Reputation: 887
I need to scrape this page (the ads): https://www.sahibinden.com/en/cars/used?date=1day&a5_min=2005&a5_max=2020
When I open it too many times I get blocked, changing the IP doesn't help either. The problem is that when I open this page from browser from my PC it works just fine. But it seems to get blocked from webkit.
await page.route("**/*", (route) => {
if (!firstReq) route.continue();
else {
firstReq = false;
route.continue({
method: method,
postData: data,
headers: headers,
});
}
});
let pageRes = await page.goto(url);
await page.waitForNavigation()
await page.unroute("**/*");
return pageRes;
I realize that it is site trying to block bots but what are the practices to avoid that. I have tried waits, ip rotation as well as useragent rotation - nothing seems to be working
Upvotes: 1
Views: 531
Reputation: 8861
In their Terms of Use §4.11 they state that it is not allowed to scrape their content:
The use of the whole or any part of the "Portal" for [...] Automatic program on the site, robot, spider, web crawler , spider, data mining, data crawling etc. "screen scraping" software or systems, using automated tools or manual processes, [...] such uses will be prevented at the discretion of the OWNER. [...]

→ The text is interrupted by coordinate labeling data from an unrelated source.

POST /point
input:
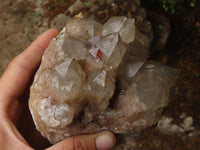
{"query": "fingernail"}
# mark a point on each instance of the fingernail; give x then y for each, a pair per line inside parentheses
(105, 141)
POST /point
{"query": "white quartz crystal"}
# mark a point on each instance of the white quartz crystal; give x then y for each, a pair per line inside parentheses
(95, 77)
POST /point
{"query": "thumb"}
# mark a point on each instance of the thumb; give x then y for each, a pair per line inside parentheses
(101, 141)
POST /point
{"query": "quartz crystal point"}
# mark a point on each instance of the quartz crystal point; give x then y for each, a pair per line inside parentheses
(74, 90)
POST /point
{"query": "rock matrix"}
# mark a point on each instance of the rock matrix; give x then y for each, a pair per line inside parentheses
(95, 77)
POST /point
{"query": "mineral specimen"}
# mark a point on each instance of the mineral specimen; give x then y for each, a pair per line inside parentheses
(95, 77)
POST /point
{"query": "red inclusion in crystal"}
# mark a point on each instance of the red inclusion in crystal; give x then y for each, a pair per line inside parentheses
(99, 54)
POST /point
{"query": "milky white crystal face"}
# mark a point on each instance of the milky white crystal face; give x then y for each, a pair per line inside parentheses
(73, 90)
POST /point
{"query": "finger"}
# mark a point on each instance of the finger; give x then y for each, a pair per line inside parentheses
(100, 141)
(19, 71)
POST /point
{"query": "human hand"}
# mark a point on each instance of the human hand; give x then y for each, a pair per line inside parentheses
(12, 84)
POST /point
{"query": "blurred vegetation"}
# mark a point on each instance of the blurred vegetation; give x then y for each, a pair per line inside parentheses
(174, 6)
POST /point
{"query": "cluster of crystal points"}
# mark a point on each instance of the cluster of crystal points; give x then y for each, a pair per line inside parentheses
(95, 77)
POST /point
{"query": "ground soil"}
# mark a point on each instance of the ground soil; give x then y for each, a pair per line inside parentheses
(182, 51)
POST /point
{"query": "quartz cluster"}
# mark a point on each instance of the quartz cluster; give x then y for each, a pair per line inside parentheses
(95, 77)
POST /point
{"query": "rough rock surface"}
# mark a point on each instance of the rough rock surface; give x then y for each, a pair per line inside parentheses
(95, 77)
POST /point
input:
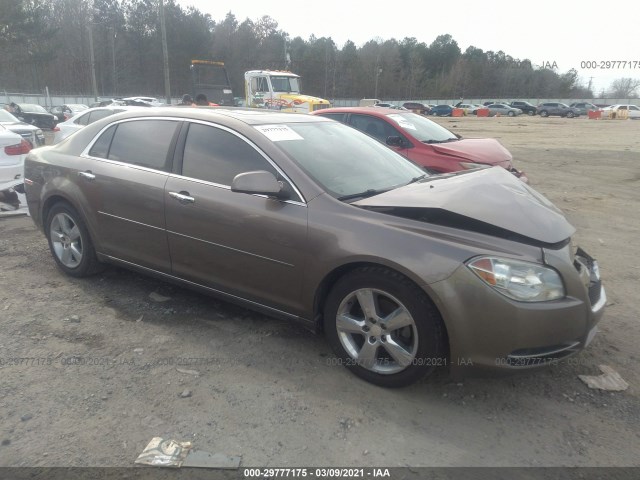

So you can be sure they are doing their best to prevent scraping.
There are methods to workaround the blocks, I advise you to read Thomas Dondorf's great answer on the topic of headless browsers and blocking by reCaptcha. I also strongly recommend to consider his first option in the current case:
Option 1: Stop crawling or try to use an official API. As the owner of the page does not want you to crawl that page, you could simply respect that decision and stop crawling. Maybe there is a documented API that you can use.
In general there can be huge differences in scraper recognition between visiting the site in headless vs headful mode, using slowMo
option of launch()
or not.
Upvotes: 1